The PSNI should never have been asked to enforce Covid restrictions, the head of Northern Ireland's Police Federation has said, adding implementing of the health guidelines had severely damaged community policing.
As chairman of the organisation that represents the rank-and-file officers, Mark Lindsay added the language being used by some politicians in relation to policing in recent days had damaged the morale of members.
Policing has been in the spotlight since the Public Prosecution Service announced there would be no charges linked to the funeral of Bobby Storey last June.
DUP leader Arlene Foster has called on Chief Constable Simon Byrne to resign, saying his position is "untenable". TUV leader Jim Allister went one step further, claiming there was "apparent collusion" between the PSNI and Sinn Fein during the planning of the funeral.
Mr Lindsay said: "I would be saying to the politicians: be careful of the language you use.
"I think where we are now is a situation where policing is constantly under attack, whether that be more junior officers on the street or whether that be command.
"Any political comment which tends to pit police against one community in favour of another community is always very dangerous in our society.
"Right now anyone who is part of the organisation feels completely under the cosh, we feel we can't do right for doing wrong. That goes for the ordinary constable on the street to those involved in other areas of policing."
Mr Lindsay said officers felt they should never have been responsible for policing the health regulations, and the enforcement of Covid restrictions had damaged their relationship with the community.
He added: "This was never a role for the PSNI to carry out, this should have been dealt with properly by the Executive at the start. The powers should have been given to councils with enforcement wardens put in place, but certainly taken away from policing.
"There's been so much investment into community policing, into neighbourhood policing. To then have the police confronting people for what is basically seen as an infringement of their human rights, albeit for their own health protection, that has really damaged policing.
"We are seeing the outworkings of that. All the crises that have come up in the last year have all been to do with Covid, whether it's been around people being stopped on a beach or around funerals."
In giving an explanation for the decision on the Storey funeral, the PPS said the ever-changing nature of the legislation made it confusing and at times contradictory.
"The legislation changed very frequently around the end of last year. No one could keep up with it," said Mr Lindsay.
"The PPS have now said it was confusing.
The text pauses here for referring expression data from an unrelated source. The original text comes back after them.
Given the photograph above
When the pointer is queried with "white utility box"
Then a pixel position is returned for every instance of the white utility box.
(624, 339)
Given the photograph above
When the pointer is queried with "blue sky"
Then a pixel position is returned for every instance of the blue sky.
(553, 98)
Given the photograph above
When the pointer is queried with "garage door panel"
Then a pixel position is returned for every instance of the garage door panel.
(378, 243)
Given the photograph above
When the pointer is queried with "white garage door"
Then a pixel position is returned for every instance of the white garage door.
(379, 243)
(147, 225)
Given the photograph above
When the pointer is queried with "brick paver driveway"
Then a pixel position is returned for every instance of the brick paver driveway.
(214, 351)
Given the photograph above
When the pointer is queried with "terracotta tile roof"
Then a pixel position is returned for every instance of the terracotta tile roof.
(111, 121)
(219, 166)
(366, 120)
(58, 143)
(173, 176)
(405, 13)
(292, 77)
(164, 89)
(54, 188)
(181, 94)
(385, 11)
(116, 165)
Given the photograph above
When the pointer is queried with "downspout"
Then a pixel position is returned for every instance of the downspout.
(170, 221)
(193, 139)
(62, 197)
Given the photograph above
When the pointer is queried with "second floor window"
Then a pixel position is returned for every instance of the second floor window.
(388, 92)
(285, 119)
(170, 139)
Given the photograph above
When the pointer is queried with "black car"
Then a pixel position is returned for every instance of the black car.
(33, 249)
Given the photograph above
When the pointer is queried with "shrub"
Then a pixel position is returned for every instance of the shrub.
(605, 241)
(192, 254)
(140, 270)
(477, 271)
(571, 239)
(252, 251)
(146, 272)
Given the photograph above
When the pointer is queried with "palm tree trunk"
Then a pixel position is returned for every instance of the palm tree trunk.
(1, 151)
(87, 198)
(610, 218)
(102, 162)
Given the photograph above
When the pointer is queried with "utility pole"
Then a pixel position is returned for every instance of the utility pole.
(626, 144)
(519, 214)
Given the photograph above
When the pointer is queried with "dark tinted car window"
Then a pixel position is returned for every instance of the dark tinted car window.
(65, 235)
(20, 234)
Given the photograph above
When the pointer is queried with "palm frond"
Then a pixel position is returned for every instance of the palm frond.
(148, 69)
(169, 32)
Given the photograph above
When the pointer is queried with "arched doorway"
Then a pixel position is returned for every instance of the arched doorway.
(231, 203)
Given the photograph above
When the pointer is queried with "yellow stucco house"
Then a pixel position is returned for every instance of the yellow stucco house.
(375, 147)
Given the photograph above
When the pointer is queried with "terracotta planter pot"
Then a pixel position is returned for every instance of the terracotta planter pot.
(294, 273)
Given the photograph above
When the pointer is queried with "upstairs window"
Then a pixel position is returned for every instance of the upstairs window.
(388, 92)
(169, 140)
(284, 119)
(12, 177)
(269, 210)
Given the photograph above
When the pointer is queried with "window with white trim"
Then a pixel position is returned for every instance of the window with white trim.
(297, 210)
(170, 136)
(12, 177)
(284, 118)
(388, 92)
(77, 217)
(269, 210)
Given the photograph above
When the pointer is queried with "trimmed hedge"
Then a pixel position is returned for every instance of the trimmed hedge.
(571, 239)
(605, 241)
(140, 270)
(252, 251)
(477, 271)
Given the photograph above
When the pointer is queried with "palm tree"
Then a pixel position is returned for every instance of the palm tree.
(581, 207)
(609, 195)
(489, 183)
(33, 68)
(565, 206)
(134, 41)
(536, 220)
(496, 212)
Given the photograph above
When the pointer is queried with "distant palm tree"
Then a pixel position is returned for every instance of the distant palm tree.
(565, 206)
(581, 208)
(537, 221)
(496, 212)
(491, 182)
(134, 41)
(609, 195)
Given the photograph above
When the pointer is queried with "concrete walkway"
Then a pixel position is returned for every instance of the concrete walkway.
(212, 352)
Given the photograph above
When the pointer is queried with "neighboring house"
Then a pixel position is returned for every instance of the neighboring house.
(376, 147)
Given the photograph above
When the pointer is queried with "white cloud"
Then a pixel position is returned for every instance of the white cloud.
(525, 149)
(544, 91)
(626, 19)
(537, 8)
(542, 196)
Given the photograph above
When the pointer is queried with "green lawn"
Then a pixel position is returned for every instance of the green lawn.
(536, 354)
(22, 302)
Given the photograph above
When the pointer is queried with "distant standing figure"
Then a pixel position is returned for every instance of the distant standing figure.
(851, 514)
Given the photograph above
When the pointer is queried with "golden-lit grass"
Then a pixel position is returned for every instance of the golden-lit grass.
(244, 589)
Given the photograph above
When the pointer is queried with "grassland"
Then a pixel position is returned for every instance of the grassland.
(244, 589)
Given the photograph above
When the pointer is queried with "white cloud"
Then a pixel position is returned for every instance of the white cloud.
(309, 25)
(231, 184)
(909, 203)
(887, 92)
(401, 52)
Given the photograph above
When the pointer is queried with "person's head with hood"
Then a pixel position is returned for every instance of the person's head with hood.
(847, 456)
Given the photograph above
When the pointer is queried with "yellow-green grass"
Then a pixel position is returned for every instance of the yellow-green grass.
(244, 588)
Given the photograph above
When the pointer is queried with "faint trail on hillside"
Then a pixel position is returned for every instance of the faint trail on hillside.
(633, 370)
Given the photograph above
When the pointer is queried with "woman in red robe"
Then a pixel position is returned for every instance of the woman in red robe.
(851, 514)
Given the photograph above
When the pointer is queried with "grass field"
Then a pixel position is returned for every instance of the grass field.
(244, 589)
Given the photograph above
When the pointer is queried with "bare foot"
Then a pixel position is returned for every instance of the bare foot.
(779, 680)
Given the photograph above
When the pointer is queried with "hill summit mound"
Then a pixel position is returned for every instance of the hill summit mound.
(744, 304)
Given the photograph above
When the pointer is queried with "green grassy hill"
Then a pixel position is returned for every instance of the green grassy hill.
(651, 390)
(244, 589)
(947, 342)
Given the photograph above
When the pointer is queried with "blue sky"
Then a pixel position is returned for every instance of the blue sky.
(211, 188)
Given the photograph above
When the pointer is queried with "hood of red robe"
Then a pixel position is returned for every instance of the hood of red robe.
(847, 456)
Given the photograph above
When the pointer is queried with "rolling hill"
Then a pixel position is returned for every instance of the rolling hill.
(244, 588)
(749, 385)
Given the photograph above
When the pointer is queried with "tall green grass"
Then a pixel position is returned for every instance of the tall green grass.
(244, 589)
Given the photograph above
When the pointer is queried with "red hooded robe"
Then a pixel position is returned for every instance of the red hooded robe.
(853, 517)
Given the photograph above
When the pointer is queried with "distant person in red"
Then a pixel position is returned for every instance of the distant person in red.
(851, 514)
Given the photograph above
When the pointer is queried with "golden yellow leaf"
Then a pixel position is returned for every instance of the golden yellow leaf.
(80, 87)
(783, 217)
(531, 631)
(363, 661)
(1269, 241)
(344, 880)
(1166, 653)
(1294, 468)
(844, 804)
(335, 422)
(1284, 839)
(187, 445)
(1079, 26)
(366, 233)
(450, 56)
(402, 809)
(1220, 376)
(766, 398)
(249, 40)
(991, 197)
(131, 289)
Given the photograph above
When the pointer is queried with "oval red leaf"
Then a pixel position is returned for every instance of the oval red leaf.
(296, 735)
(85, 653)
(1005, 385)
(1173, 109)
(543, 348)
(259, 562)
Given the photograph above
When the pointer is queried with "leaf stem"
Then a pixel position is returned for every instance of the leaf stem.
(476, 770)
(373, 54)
If the PPS cannot work their way through it, then obviously the PSNI will find it difficult as well.
"It was very quickly drawn up, and we all know the reason why that was the case. But it was almost like the politicians thought 'we've done our bit now and we can move on', and left the police to try and work out the minutiae of it.
"For instance, the powers of entry (into a private property) were so weak they didn't exist, so unless there were other offences being committed police didn't have the power. There were conversations at the time and officers were assured there were powers of entry, when there weren't.
"And our officers are the people on the ground trying to interpret that. Those flaws are then exposed whenever there is a challenge from the public."
Mr Lindsay said relations had been damaged across the spectrum, including with Black Lives Matter protesters, and unionist and nationalist communities. He added: "Everyone seems to have a story of how they feel harm has been done to their community through policing of the Covid regulations.
"I've spoken to many officers around this and they feel totally demoralised. The overwhelming opinion I get is no matter what they do they are being undermined, whether that be from politicians, or from within communities, or whether it be from senior command."
He said there was a feeling officers did not get the support they need around some issues they really needed backing on.
He added while he did not think anyone would fail to do their duty, "there is this fear at the back of their minds that if they are perceived to having done it differently to how someone else may have handled it, that they will be suspended or dealt with in a very punitive manner".
"That's not a good place to be in and is certainly not good for morale of police, who already feel undermined and demoralised", he said.